SV Sodingen hofft bei YEG Hassel auf den Start einer Serie

So wollen sich die Sodinger wieder gerne sehen: jubelnd. Sonntag treten sie beim Schlusslicht YEG Hassel an.

So wollen sich die Sodinger wieder gerne sehen: jubelnd. Sonntag treten sie beim Schlusslicht YEG Hassel an.

Foto: Klaus Pollkläsener / FUNKE Foto Services

Etwas befreiter nach dem ersten Saisonsieg über den TuS 05 Sinsen (3:0) kann der SV Sodingen aufspielen – am Sonntag beim Letzten YEG Hassel.

YEG Hassel - SV Sodingen (So., 15 Uhr, Lüttinghofstraße 3, Gelsenkirchen). „Eigentlich hatten wir immer gute Stimmung unter der Woche“, blickt SVS-Coach Timo Erkenberg auf die sieben Spieltage währende sieglose Zeit beim Aufsteiger zurück. „Nur halt etwas auf kurzer Zündschnur in den letzten Wochen.“ Nach dem ersten Saisonsieg letzten Sonntag gegen Sinsen ist die Explosivität der Lage nun spürbar zurückgegangen.

Sodingen kann dadurch auch etwas befreiter bei YEG Hassel aufspielen.

Mit gutem Gefühl durch die Woche gekommen

Jedenfalls stellt Erkenberg fest, „mit einem guten Gefühl“ durch die aktuelle Woche gekommen zu sein. Die Jungs hätten akribisch auf den ersten Sieg hingearbeitet, und nun endlich Erfolg gehabt. „Ich habe ihnen aber Dienstag direkt gesagt, dass sie sich jetzt auf gar keinen Fall ausruhen dürfen“, so Erkenberg.

„Sondern vielmehr jetzt immer solche Leistungen abrufen müssen wie gegen Sinsen.“ Erst recht in solch wichtigen Spielen wie jetzt in Gelsenkirchen.

Trainer Erkenberg hält den Gegner für eine „Wundertüte“

YEG Hassel hat nach dem vergangenen Spieltag die Rote Laterne vom SV Sodingen übernommen und ist nun mit vier Punkten wieder einmal Schlusslicht der Westfalenliga. Timo Erkenberg weiß dabei gar nicht so genau, sie einzuschätzen.

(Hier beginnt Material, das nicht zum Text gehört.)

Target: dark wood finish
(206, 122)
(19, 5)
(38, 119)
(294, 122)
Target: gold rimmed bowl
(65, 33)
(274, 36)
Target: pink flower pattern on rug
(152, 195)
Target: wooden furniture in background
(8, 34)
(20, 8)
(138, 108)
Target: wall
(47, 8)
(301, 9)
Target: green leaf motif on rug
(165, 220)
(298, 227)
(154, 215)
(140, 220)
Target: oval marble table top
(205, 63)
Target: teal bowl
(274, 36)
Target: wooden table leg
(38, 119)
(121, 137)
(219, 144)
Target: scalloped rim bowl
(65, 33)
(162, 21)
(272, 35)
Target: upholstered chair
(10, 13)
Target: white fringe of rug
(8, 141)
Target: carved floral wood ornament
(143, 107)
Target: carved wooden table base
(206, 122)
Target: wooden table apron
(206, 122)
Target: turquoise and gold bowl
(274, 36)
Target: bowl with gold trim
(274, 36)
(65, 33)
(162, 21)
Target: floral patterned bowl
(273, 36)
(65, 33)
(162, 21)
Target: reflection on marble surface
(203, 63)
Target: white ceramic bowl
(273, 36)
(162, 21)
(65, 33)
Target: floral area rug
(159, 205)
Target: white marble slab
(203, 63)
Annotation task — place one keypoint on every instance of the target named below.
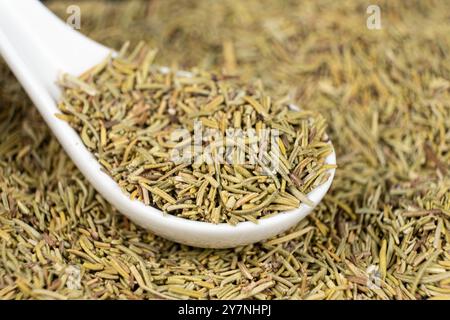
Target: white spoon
(39, 47)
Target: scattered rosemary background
(381, 233)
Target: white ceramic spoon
(39, 47)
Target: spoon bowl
(39, 47)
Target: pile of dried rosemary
(241, 155)
(381, 233)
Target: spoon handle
(45, 46)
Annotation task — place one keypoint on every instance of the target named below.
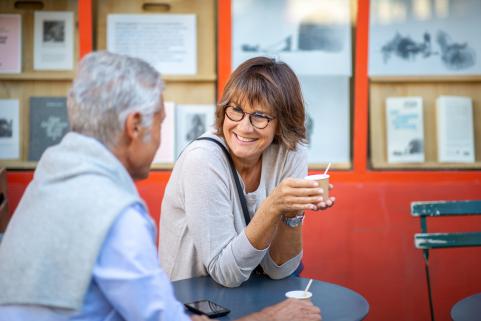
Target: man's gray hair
(108, 87)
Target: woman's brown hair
(267, 82)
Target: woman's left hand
(327, 203)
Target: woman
(260, 120)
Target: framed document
(455, 129)
(10, 43)
(53, 40)
(167, 41)
(327, 118)
(405, 129)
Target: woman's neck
(250, 172)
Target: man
(81, 245)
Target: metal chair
(427, 241)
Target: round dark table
(468, 309)
(336, 302)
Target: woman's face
(246, 142)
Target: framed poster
(407, 39)
(191, 121)
(53, 40)
(327, 118)
(167, 41)
(312, 36)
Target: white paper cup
(323, 180)
(299, 295)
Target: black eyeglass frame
(268, 118)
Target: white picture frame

Sodingens Trainer hält den kommenden Gegner für eine „absolute Wundertüte“. Das 4:0, welches die Gelsenkirchener zwischendurch in Erkenschwick aus dem Hut zaubern konnten, ringt Erkenberg durchaus Respekt ab. „Ich weiß nicht genau, was da auf uns zukommt. Es ist auf jeden Fall ein Sechs-Punkte-Spiel für uns.“

Saisonsieg Nummer zwei soll unmittelbar folgen

In der Bilanz ist zu erkennen, dass Hassel zu Hause noch keinen Sieg verbuchen konnte und Sodingen auswärts lediglich einmal als Verlierer vom Platz gehen musste. Das Spiel beim Tabellenletzten scheint also für Sodingen gut dazu geeignet zu sein, die gesteckten Ziele in die Tat umzusetzen.

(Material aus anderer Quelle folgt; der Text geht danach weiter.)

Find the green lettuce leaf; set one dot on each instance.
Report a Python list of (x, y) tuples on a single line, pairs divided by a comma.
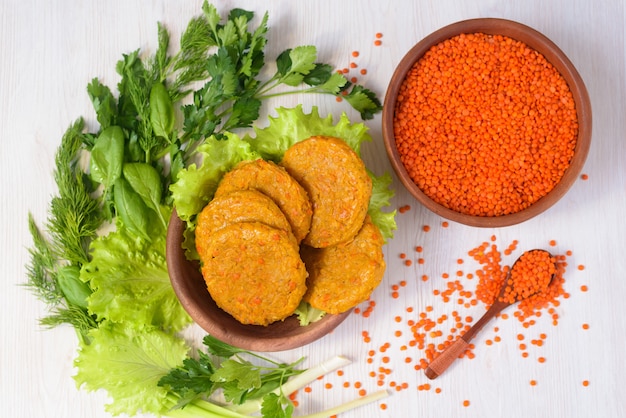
[(293, 125), (130, 282), (128, 362), (196, 185)]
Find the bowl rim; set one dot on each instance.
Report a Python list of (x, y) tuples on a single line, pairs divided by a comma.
[(554, 55), (182, 273)]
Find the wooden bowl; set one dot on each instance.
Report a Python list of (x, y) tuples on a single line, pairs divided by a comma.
[(536, 41), (191, 290)]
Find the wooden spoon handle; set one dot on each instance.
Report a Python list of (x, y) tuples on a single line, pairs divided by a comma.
[(446, 358)]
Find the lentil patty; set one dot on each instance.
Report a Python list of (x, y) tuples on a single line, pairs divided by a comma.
[(254, 272), (342, 276), (338, 185), (238, 206), (273, 181)]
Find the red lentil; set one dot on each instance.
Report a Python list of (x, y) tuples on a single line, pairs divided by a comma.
[(530, 274), (485, 133)]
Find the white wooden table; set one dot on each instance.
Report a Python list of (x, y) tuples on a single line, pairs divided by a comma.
[(52, 49)]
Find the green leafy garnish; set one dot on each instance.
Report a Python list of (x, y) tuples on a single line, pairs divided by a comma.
[(99, 262)]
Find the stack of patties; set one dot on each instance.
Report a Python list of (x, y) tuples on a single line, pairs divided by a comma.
[(275, 235)]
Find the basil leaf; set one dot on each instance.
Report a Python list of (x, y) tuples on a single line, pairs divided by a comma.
[(107, 156), (131, 208), (161, 111), (146, 181)]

„Wir wollen natürlich versuchen, am Sonntag eine kleine Serie zu starten“, meint Erkenberg nämlich. Saisonsieg Nummer eins soll demnach möglichst unmittelbar die Nummer zwei folgen. „Wir werden fokussiert zu Werke gehen.“

Wahrscheinlich gleiche Startelf wie beim Sieg gegen Sinsen

Auf einen Einsatz von Beginn an dürfen sich dabei wohl die siegreichen elf Mann vom Vorsonntag einstellen. Sehr wahrscheinlich jedenfalls, sagt Erkenberg, werde er denen wieder das Vertrauen schenken, sofern bis Sonntagnachmittag nichts passiert.

Aber die besonders frohe Kunde heißt beim SVS: Alle Mann trainieren wieder und sind einsatzbereit, es gibt keine Ausfälle mehr. Dennis Konarski ist wieder eingestiegen. Und auch Serdar Yigit meldet sich nach zwei beruflich bedingt verpassten Spielen wieder zurück.

Planmäßig, so auch der Stand von Freitagnachmittag, soll in Hassel auf Naturrasen gespielt werden. Doch Timo Erkenberg bereitet sein Team alternativ auch schon auf Kunstgrün vor. „Man munkelt nämlich, das Spiel werde noch auf den Kunstrasenplatz verlegt“, so der Trainer des SV Sodingen.